Les décennies se sont écoulées au cours desquelles de grands serviteurs de l’Etat se sont pourtant investis avec passion dans le champ de l’aménagement des territoires, des politiques sociales aux fins d’atténuer la rigueur de ce mal-logement. Ils ont trouvé un soutien avec l’Abbé Pierre, un prophète, dont nous célébrerons dans quelques jours le 70ème anniversaire de son Appel : « au secours mes amis ».

Il sut élever le ton et hausser les consciences.

Il y eut un mieux. Nombre de bidonvilles furent démantelés jusque dans les années 1990 ; ils rejaillissent, soulignant combien la crise s’est accentuée. Il serait injuste de dire que rien n’a été fait, d’autant que le Gouvernement a fait un effort important pour l’hébergement qui offre désormais plus de 200 000 places.

Le mal-logement relève d’une crise morale et spirituelle. Difficile de ne pas voir le nombre des errants qui n’ont pour lit que le trottoir ou l’indécence d’un abri ; difficile ne pas entendre, le cri des pauvres, rappelant qu’ils sont méprisés, bafoués dans leurs droits, alors que l’un des premiers d’entre eux est de disposer d’un toit.

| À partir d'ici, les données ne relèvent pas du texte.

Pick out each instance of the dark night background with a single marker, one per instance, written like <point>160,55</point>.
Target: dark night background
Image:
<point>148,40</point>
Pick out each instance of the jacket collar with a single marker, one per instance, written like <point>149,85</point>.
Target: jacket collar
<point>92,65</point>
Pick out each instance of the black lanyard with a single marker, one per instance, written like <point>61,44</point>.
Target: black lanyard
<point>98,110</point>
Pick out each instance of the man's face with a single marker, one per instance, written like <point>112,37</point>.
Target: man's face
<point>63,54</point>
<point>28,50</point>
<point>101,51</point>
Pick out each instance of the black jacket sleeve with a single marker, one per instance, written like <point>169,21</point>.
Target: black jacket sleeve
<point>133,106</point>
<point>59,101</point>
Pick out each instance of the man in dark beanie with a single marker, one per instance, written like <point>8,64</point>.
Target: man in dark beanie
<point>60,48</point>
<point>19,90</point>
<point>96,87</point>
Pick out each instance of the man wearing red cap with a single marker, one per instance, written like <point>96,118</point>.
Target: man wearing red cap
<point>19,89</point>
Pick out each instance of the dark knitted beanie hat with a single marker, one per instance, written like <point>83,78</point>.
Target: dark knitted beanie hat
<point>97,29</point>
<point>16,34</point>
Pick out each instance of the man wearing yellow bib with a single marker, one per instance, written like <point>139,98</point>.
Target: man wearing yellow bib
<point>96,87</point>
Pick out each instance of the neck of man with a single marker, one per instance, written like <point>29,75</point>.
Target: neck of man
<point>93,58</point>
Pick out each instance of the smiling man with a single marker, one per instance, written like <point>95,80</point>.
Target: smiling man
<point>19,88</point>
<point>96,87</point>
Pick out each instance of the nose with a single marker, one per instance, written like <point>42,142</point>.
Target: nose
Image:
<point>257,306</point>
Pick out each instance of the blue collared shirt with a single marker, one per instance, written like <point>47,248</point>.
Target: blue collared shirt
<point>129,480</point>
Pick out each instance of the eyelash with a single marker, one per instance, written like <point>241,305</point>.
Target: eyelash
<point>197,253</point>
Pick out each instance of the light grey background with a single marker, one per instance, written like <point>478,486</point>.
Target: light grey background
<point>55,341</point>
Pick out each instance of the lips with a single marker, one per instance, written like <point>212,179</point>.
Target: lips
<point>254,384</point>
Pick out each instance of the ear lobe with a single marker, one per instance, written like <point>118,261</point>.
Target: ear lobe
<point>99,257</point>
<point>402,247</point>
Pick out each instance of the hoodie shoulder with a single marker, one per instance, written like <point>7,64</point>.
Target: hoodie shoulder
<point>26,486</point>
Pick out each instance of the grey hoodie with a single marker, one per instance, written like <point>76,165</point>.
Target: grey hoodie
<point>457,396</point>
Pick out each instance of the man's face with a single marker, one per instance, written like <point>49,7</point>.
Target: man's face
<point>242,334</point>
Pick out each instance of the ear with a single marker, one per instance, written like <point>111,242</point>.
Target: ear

Cette attente est inacceptable, d’autant que des centaines de milliers de logements sont vacants dans les Métropoles.

Une injustice flagrante, finalement tolérée, au point de ne susciter aucune colère, des mots vite oubliés, n’imprimant plus ou peu, tant l’opinion s’est habituée à l’iniquité qui trouble peu les consciences.

Les déterminismes sociaux créent de telles barrières que les destins se jouent dès la naissance, banalisant de cruels abîmes. D’aucuns tentent de les réduire dans cette approche du « faire-ensemble » pour un « vivre-ensemble ». L’expression parle-t-elle encore, observant combien elle est dévaluée, quasiment un songe qui, à l’épreuve du réel, se présente comme un mensonge.

Or, ce « vivre-ensemble » est la définition même de la Nation, vouloir faire ensemble de grandes choses.

La France n’est pas une société à responsabilité limitée ou anonyme, elle est une Nation, née d’une histoire faite d’héroïsme, de générosité, de graves crises traversées par le jaillissement de l’intelligence et du cœur.

Seulement, l’idée de Nation ne vibre que là où ses valeurs Républicaines sont en cohérence, jusqu’à s’interpeller pour faire naître l’unité du corps social.

Ce corps en rupture est en souffrance. Qui s’émeut de ces quartiers dits perdus pour la République au sein desquels trop deS habitants ont le ressenti d’être à part pour habiter des lieux qu’ils n’ont pas choisis, assignés au motif d’une absence de ressources, ou d’une histoire entravant leur avenir.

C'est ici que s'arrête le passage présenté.